I have eating issues but I don't expect supermarkets and cake shops to black out their windows. I manage my ever-present lust for food so I can function in a civilised, responsible and respectful manner when surrounded by delectably presented food every time I leave the house.
You seem to be working out a personal issue that has precious little to do with the attempt I was making to get people thinking about respect in a mutual way. What I wrote was not offensive or even controversial. It's just my take on a common experience all men know is a struggle.
"[H]ow dare she look sexy [i.e. dress as a sex object] and then not be available for sex?"
Followed by...
"Respect means not looking at people as sex objects...."
Dressing with the goal of looking "sexy" in public = presenting oneself as a sex object.
Christians especially do not just automatically accept peoples own valuation of themselves.

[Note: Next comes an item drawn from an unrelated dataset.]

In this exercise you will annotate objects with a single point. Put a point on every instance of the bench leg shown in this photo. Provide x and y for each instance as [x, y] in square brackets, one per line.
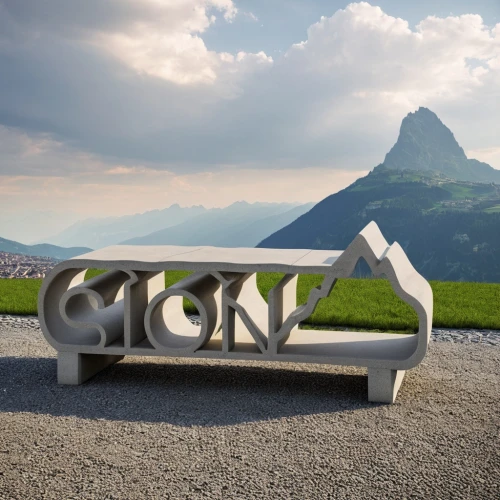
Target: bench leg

We are supposed to see everyone as first a beloved child of God and thus of infinite value and worthy of infinite respect. No matter how they are dressed.
Wow, you must be a pleasant person. I'm ashamed to share a sex with you. Geeze, grow up!
Personal attacks are not a rebuttal ☺
...and we are MUCH more than our biology.
We are much more than just biology, but we are never distinct from it. It's an integral part of who we are. If you don't believe me, try going without water for a week.